In a second time, to construct log-fold change samples, and make sure that the pair of samples came from the batch conditioning.
To work, this procedure assumes that the observed batch in the two conditions indeed intersect.
If use_observed_batches is set to True, then the procedure won’t try to harmonize batch effects and pairs of samples won’t be matched together.

Does this help you? Don’t hesitate if you have other questions!
Best,
Pierre

Thank you @PierreBoyeau. I just wanted to follow up on this point.

What Pierre is describing with get_bayes_factors is a lower-level function.

Basically if you pass batch_correction=True to differential_expression() then when it samples two cells (one from group A, one from group B), they are conditioned on the same batch category This process is done and averaged over all batch categories.

The effect of this is that the batch effect is “integrated out”, and hopefully shouldn’t affect the DE results.

This whole batch correction point is a bit confusing. I think the best reference for it might be the scANVI paper in Molecular Systems Bio.

Interesting discussion. Can I ask a question regarding the sampling process. I am fairly new to this tool, and use it now more and like it.

Q:
If we compare the differential gene expression between one clusters with two conditions - and we have 100 cells from condition_A and 1000 cells from condition_B . Condition_A has a normally distributed expression around 10 and treatment_B has also a normally distributed expression value around 8 (for the sake of the example, but this brings up another question how the expression is distributed in clusters in general after QC?). Then we (maybe) would a significant higher expression in condition_A than in condition_B - although the cell numbers are off right (this applies to all the method for DGE I guess)? Do we correct for that bias somehow, or is that something to observe and take care of?

Another question I would have is also regarding the sampling with replacement - how small (from the cell count) can clusters get to compare them - can we compare clusters with 10 cells each for DGE if we do sampling with replacement?

Thanks in advance for your feedback, really looking forward to understand the tool better,
best wishes,
Simon

Indeed, when we assess the LFC, it should be an average LFC per population so there are no issues with imbalance. That said, less cells (and less samples) usually means more noise, so of course it’s always better to use as many cells as possible.
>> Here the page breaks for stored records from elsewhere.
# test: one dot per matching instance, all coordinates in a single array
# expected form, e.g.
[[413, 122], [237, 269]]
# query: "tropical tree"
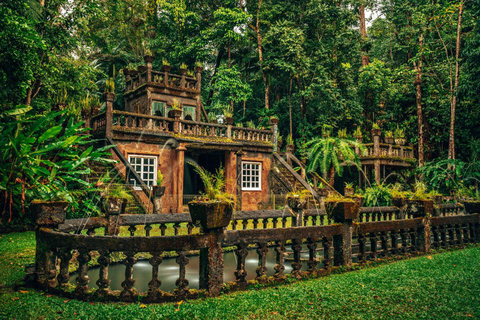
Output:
[[328, 154]]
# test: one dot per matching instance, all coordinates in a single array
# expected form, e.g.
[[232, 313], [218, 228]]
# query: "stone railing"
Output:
[[279, 252], [98, 123], [387, 150], [136, 123], [164, 79]]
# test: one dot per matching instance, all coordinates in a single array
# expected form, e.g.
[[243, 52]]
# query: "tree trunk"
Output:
[[418, 87], [363, 33], [451, 144]]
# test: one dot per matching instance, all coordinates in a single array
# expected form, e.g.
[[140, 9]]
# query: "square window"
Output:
[[251, 176]]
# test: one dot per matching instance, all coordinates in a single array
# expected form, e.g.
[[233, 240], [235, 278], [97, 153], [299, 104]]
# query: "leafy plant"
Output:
[[328, 154], [377, 196], [160, 178], [109, 85], [176, 105], [399, 133], [213, 183], [342, 134], [289, 141], [358, 132]]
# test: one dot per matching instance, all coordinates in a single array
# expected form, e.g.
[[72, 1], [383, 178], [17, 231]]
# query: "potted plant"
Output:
[[198, 67], [228, 114], [166, 66], [470, 198], [376, 131], [159, 190], [183, 69], [389, 137], [400, 136], [214, 208], [419, 204], [341, 208], [176, 111], [50, 207], [349, 190], [115, 199], [358, 135], [290, 144], [342, 134]]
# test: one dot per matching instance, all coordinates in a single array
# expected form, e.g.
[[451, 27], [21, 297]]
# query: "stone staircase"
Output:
[[101, 171]]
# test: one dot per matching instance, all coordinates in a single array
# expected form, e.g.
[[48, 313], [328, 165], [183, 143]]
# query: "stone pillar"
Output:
[[109, 97], [179, 173], [376, 153], [239, 180], [211, 263], [148, 62], [344, 212], [274, 127]]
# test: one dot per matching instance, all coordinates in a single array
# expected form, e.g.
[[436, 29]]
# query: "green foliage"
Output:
[[42, 157], [213, 183], [377, 196]]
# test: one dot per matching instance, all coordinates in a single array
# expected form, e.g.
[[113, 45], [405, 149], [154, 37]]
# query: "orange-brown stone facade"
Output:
[[171, 164]]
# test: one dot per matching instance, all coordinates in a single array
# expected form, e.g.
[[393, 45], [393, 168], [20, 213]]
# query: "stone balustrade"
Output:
[[298, 252]]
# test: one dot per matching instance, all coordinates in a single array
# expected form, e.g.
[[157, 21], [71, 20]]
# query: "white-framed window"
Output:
[[146, 167], [251, 175]]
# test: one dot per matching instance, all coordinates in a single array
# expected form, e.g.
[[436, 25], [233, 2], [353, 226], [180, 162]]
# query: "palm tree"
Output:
[[328, 153]]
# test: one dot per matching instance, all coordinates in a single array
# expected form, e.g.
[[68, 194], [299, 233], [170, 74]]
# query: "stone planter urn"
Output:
[[211, 214], [49, 213], [229, 120], [343, 210], [420, 208], [399, 201], [349, 191], [115, 206], [158, 191], [472, 207], [176, 113]]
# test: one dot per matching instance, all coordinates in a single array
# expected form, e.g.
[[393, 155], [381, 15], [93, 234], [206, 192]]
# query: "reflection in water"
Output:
[[168, 271]]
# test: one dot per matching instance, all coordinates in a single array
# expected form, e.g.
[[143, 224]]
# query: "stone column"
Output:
[[274, 127], [376, 153], [239, 180], [179, 173], [211, 263], [148, 62], [344, 212], [109, 98]]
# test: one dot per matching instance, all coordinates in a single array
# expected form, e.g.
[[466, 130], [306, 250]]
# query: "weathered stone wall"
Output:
[[251, 199]]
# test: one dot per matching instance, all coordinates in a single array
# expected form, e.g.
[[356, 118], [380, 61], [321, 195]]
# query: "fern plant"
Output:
[[214, 184]]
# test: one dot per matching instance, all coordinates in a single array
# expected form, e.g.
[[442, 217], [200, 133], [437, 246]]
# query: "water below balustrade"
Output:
[[169, 271]]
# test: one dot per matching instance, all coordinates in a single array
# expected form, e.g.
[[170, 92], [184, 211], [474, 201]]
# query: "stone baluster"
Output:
[[103, 281], [261, 271], [128, 293], [312, 254], [154, 284], [241, 273], [82, 278]]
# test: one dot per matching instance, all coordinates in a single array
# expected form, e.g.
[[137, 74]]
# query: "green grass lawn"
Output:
[[445, 285]]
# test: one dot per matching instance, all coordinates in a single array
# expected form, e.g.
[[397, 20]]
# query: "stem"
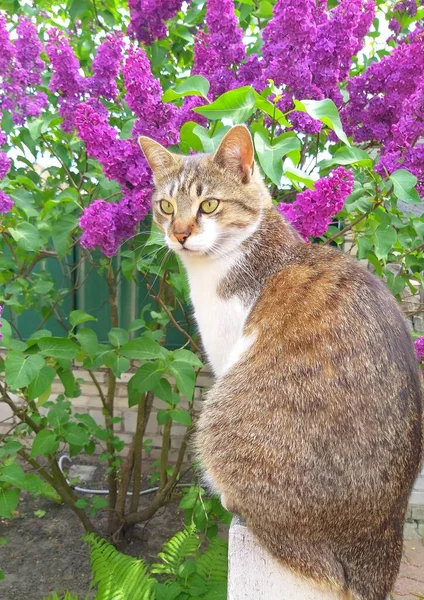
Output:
[[166, 440], [162, 495]]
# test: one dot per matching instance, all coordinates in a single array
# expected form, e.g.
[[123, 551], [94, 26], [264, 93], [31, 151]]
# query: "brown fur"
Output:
[[314, 436]]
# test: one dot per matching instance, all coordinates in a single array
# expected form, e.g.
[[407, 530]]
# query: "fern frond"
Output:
[[212, 565], [181, 546], [116, 575]]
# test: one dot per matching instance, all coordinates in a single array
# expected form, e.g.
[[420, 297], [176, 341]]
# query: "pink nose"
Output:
[[182, 236]]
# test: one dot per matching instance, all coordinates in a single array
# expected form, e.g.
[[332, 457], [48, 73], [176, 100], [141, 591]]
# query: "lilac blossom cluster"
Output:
[[148, 16], [386, 108], [419, 349], [107, 224], [20, 71], [68, 81], [308, 49], [313, 210]]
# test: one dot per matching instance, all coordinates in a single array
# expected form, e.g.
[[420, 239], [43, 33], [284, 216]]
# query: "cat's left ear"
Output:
[[158, 157], [235, 153]]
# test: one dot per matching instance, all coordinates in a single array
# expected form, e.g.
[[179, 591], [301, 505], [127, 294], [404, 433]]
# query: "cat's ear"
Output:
[[158, 157], [235, 153]]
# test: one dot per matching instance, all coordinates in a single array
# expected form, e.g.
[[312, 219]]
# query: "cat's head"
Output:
[[207, 204]]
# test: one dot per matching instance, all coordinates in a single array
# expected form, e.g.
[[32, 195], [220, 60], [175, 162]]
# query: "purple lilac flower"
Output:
[[218, 52], [143, 96], [4, 165], [308, 49], [20, 70], [106, 66], [148, 16], [6, 202], [66, 79], [107, 224], [419, 349], [312, 211]]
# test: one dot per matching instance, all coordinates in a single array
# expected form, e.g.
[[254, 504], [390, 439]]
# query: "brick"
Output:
[[410, 531], [417, 512]]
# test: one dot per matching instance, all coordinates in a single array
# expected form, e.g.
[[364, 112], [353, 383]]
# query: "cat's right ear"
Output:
[[158, 157]]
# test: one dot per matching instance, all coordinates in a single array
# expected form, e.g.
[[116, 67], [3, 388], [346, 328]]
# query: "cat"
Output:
[[313, 430]]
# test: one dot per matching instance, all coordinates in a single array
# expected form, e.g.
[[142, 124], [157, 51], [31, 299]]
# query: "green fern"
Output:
[[182, 545], [116, 575], [67, 596], [212, 565]]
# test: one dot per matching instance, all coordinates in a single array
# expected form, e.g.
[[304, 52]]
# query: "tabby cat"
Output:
[[313, 429]]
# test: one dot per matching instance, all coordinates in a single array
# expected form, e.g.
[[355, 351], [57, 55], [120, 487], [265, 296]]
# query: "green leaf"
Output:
[[118, 337], [181, 415], [9, 500], [404, 186], [164, 391], [79, 316], [21, 370], [88, 340], [26, 236], [44, 444], [196, 85], [76, 435], [184, 377], [270, 156], [188, 357], [142, 348], [237, 105], [58, 348], [146, 378], [384, 240], [13, 474], [62, 230], [326, 112], [348, 155], [41, 383]]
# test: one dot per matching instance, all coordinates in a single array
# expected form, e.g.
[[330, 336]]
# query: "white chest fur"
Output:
[[220, 321]]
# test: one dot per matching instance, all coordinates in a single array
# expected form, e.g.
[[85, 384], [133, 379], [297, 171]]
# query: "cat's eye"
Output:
[[209, 206], [166, 207]]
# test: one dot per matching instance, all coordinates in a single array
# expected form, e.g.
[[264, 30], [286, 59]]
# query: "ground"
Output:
[[46, 553]]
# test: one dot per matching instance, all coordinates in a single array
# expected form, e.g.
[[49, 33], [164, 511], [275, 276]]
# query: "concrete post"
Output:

Indeed, you can work with rare populations (in the paper we’re almost ready to put on arxiv, I think we’re looking at between 30 and 200 cells for benchmarking. Then, 10 may seem extreme but these number are highly impacted by how strong the signal is right? So it’s very hard to say.

If you have enough cells, the only drawback should be longer runtime.

Yes this is exact! Again, I’m excited that this is getting more traction because we’ve been looking into this for a while. I hope the new paper that’s coming up will clarify much better all the theoretical considerations to look at and all the details when performing DE with deep generative models.